The constructors of the layouter classes MinimizerBarnesHut and MinimizerClassic have, besides the graph (network), three parameters controlling properties of the computed layouts: repuExponent, attrExponent, and gravFactor. These parameters correspond to the three types of forces (energies) simulated for computing the layouts: pairwise repulsion between different nodes, pairwise attraction between adjacent nodes (i.e., nodes connected by an edge), and gravitation of each node to the barycenter of the layout.

repuExponent is technically the exponent of the node distance in the repulsion energy. (As an exception, the value 0.0 corresponds to logarithmic repulsion.) It controls the uniformity of the node distances in the layout -- the smaller, the more uniform. Typical values are 0.0 (as in the LinLog energy model) or smaller.

attrExponent is technically the exponent of the node distance in the attraction energy. It controls the uniformity of the edge lengths in the layout -- the greater, the more uniform. Typical values are 1.0 (as in the LinLog energy model) or greater.

If the difference attrExponent-repuExponent is 1 or only slightly larger than 1 (as in the LinLog energy model), then the resulting layouts clearly show the density structure (community structure), by grouping densely connected nodes and separating sparsely connected nodes. In most classical energy models, the difference is much greater than 1, e.g. attrExponent==3.0 and repuExponent==0.0 in the classic Fruchterman-Reingold energy model. This distributes the nodes much more uniformly, and thus generally produces more readable layouts, which however reflect the density structure less clearly.

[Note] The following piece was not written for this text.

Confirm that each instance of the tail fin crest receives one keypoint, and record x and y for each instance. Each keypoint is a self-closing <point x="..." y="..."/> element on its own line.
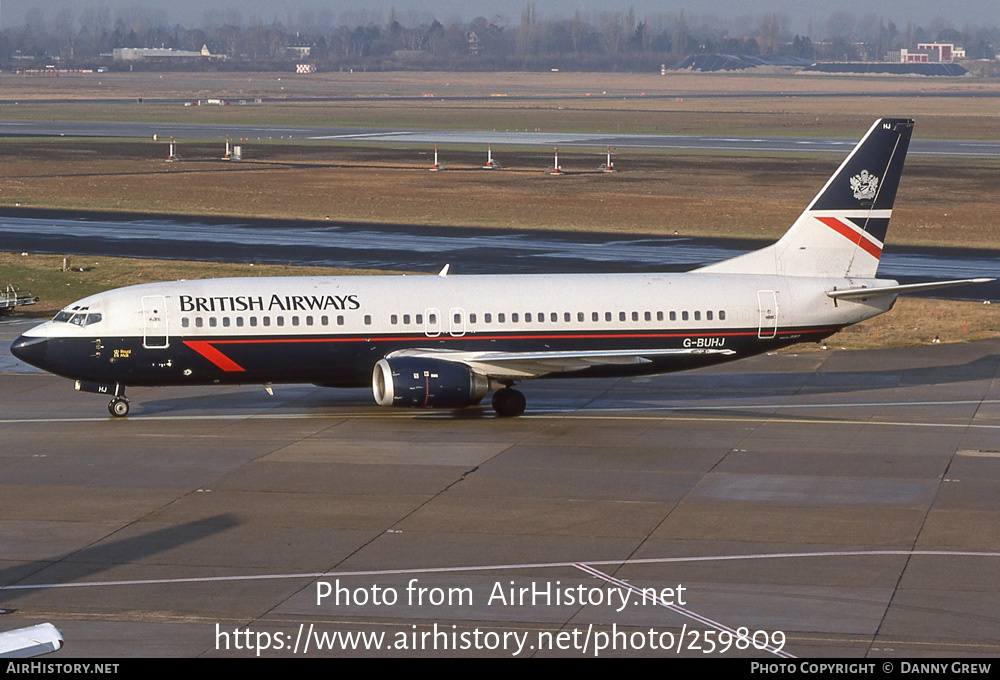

gravFactor is technically the factor of the gravitation energy. It controls how strongly each node is attracted to the barycenter of all nodes in the layout; for example, a value of 1.0 means that its attractions to the barycenter is about as strong as its total attraction to all other nodes (which is usually much too strong). Gravitation distorts the layout, and can be eliminated by setting the gravFactor to 0.0 -- but then, unconnected components of the graph fly away into infinity. If unsure whether the graph has unconnected components, try 0.1 or 0.05 first before decreasing to 0.005 or 0.0.

The parameters repuExponent and attrExponent are also mentioned in the articles

• A. Noack. Energy Models for Graph Clustering, Journal of Graph Algorithms and Applications, 11(2):453-480, 2007.
• A. Noack. Modularity Clustering is Force-Directed Layout, Preprint arXiv:0807.4052, 2008.